Your next steps depend on what's set out in your contract with the supplier, eg they will:

  • continue to do parts of the service not affected by the event
  • do what they can to overcome such an event
  • restart work as soon as possible.

If things go wrong

Start by contacting the person who provided you with the service. Explain the problem and what you would like done about it.

How to complain

Next steps

If you can't agree a solution with the service provider, you can take your complaint to a disputes scheme. You could also report the business to their industry regulator.

Some industries have their own schemes. If the service you're complaining about does not, take your complaint to the Disputes Tribunal.

We have industry-specific guidance, eg for car repairs and home renovations, in our Help by product and service section.

Help by product and service 

More help

Get support at any point from:

  • Citizens Advice Bureau (CAB) — a free, independent service, run by volunteers. CAB can advise you on your consumer rights and obligations, in person, by phone, or online.
  • Community Law Centre — offers free one-on-one legal advice to people with limited finances. The organisation has 24 community law centres throughout the country. You can find legal information and other resources on its website.

Find a CAB(external link) — Citizens Advice Bureau

Our law centres(external link) — Community Law Centres


Example — Fixing poor quality work

The brakes on Xiu's car need replacing. After he collects it from the garage, the brakes still don't seem right — and then he has a near-miss at a pedestrian crossing. He goes back to the garage to complain. It turns out the new brake pads are slightly loose. Xiu asks for the brakes to be fixed for free. He can do this under the CGA guarantee of services being carried out with reasonable skill and care.

Fixing your car

Example — Refuses to fix it

Hemi's new roof leaks. He can see gaps where the guttering isn't properly attached. He emails the roofers to complain, but they say they are too busy to fix it — maybe in a few months' time. That's not good enough. The roofers didn't complete the job with reasonable skill, so they should either do the repairs promptly or pay for repairs done by another tradie. If they refuse to pay, Hemi can make a claim in the Disputes Tribunal.

Resolving problems(external link) — Building.govt.nz

Example — Wrong insurance

Balaji wants insurance for his rental property. He wants to cover loss of rent if tenants damage the property and he has to keep it empty during repairs. The insurance adviser wrongly sells him house and contents insurance instead of landlord insurance. When his tenants leave the house in a bad state, Balaji finds out he can't claim for loss of rent. He can complain to the insurance company as their adviser did not provide fit-for-purpose advice under the CGA.

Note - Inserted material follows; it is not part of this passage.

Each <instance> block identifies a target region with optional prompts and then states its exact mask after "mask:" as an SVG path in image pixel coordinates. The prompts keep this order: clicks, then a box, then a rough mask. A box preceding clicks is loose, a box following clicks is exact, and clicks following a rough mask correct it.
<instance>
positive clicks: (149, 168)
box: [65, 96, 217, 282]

Example — Quake disrupts work

Cindy runs a catering service. But after an earthquake damages her kitchen, she’s unable to make food for her customers a few months. Cindy is not liable for the failure to deliver meals or cater functions already booked during that time. As the quake was an event beyond her control, she can rely on the force majeure exception under the CGA, or the force majeure clause in her catering contracts with businesses.

Example — Contract out of the CGA

Mandy employs a cleaning company to clean her business premises. She is not happy with the standard of cleaning after a month. Mandy is not covered by the CGA — the service contract specifically excludes it, as the contract is for commercial premises. Mandy will have to rely on other terms and conditions of the contract to decide if there is a breach of contract. She should contact the cleaning company and make a complaint.